Dove può migliorare?
“Nell’avere una maggior costanza di rendimento, nel fare tutti i salti uguali. con una media molto più alta di quella di questa stagione”.
Continuerà a detestare la sabbia delle buche?
“Da ragazzino avrei voluto diventare un saltatore in alto. Poi mi hanno “costretto” a fare il lungo. Ora lo amo, ma non avete idea... Certe sere vado a letto tutto ben docciato o dopo un lungo bagno nella vasca con la schiuma. Passo un dito dietro all’orecchio ed eccoli, i granelli. È una sensazione odiosa”.

Come si fa, a 20 anni, a diventare Mattia Furlani?
“Investendo su se stessi: venendo educati da atleti, curando l’alimentazione, facendo fisioterapia, plasmando la propria corsa un po’ alla volta. Certi gesti e atteggiamenti, poi, diventano automatici”.
Quanto conta la sua famiglia in questo percorso?
“È da sempre fondamentale. Mamma a parte, Erika, mia sorella, saltatrice in alto da 1.94, ha aperto la strada al professionismo. In novembre mi renderà zio di Nicolò. Mio fratello Luca mi segue la parte mediatica. Papà Marcello ci ha aiutato tanto, si è sempre diviso in quattro e ora mi fa pure da autista... I semi piantati da tutti in anni di sacrifici danno frutti che ora stiamo raccogliendo”.
E Rieti che ruolo ha in tutto questo?
“Rieti ha sempre creduto in noi: la Studentesca Milardi ci ha ospitati, poi ha investito nel nostro progetto, trovandoci casa e scuole e aprendoci le porte del campo. È un luogo ideale”.
Resta valida l’idea di provare qualche 100?
“Mi metterò alla prova per vedere quanto posso valere: di certo sotto i 10”3, ma anche abbondantemente. Un risultato da top in Italia. E dico cose realistiche, non esagerate. Certi test parlano chiaro.

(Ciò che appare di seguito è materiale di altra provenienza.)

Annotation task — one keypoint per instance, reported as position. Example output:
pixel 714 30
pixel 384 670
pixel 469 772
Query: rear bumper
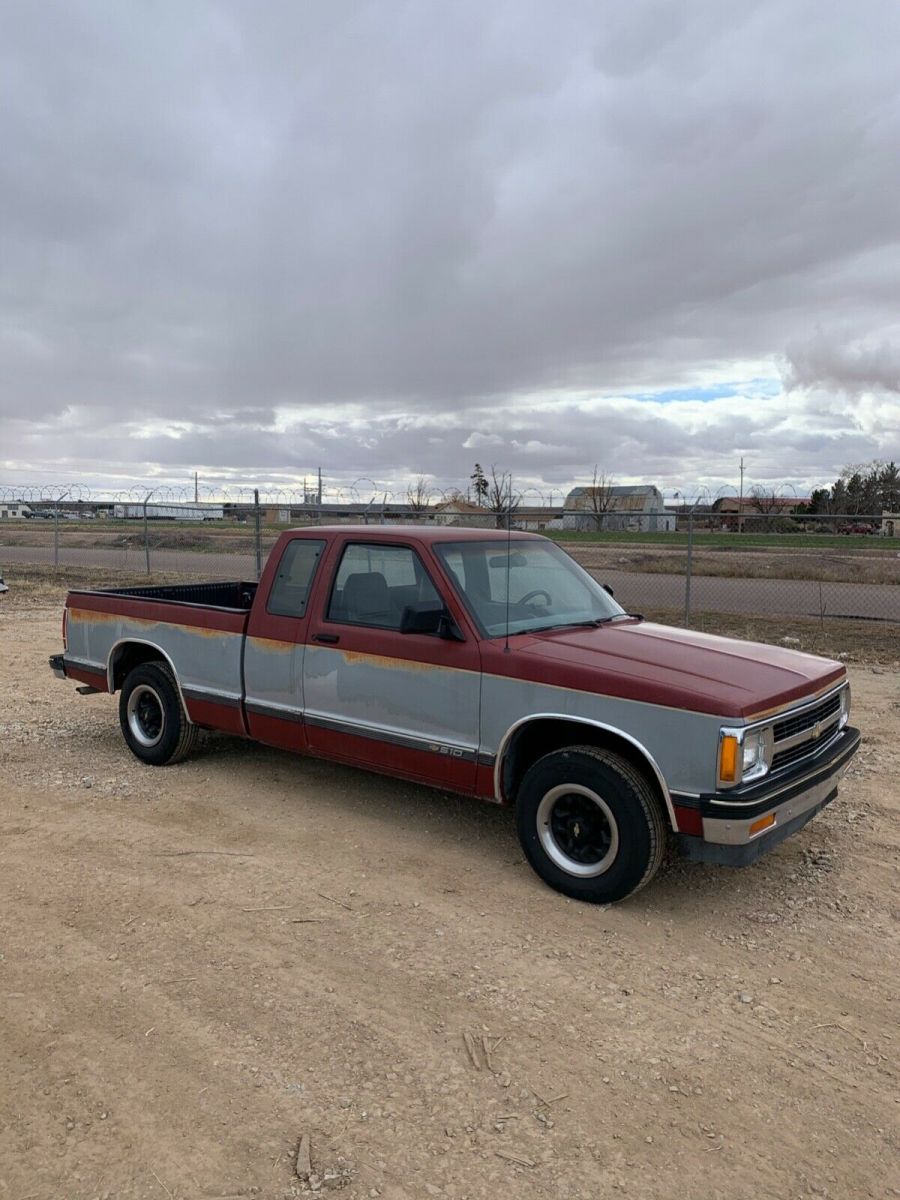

Il 2026, rispetto agli anni scorsi, sarà un anno un po’ più scarico, quindi adatto a certi tentativi”.

Ha già avvisato i ragazzi della 4x100 che un posto in staffetta sarà suo?

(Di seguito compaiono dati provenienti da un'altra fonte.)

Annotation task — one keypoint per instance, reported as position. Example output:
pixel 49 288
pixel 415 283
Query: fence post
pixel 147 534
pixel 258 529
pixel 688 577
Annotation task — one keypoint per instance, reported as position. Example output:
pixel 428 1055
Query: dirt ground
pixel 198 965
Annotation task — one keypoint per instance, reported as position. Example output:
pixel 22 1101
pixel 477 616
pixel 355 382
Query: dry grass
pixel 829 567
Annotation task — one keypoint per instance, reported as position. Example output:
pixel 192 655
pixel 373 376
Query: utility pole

“Non voglio saperne nulla, poi mi tocca litigare con tutti. Mi faccio gli affari miei. Ma se servirà, sarò a disposizione per il bene della Patria”.
Al Festival per lei sono arrivati video-messaggi dal primatista europeo Robert Emmiyan e da quello mondiale Mike Powell: cosa rappresentano per lei campioni del passato di tale spessore?
“Sono fonte di ispirazione, atleti che studio con attenzione per cercare di migliorarmi, persone che con quello che han fatto diventano mentori”.
Sul palco ha detto che l’8.95 di Powell è possibile e scherzando che, pur di superarlo, sarebbe disposto a vedere la Lazio vincere la Champions o la sua Roma una stagione in serie B: conferma?
“La B è una bella batosta, ma per una stagione... Si può fare: per un 8.96 mi tocca di dire di sì”.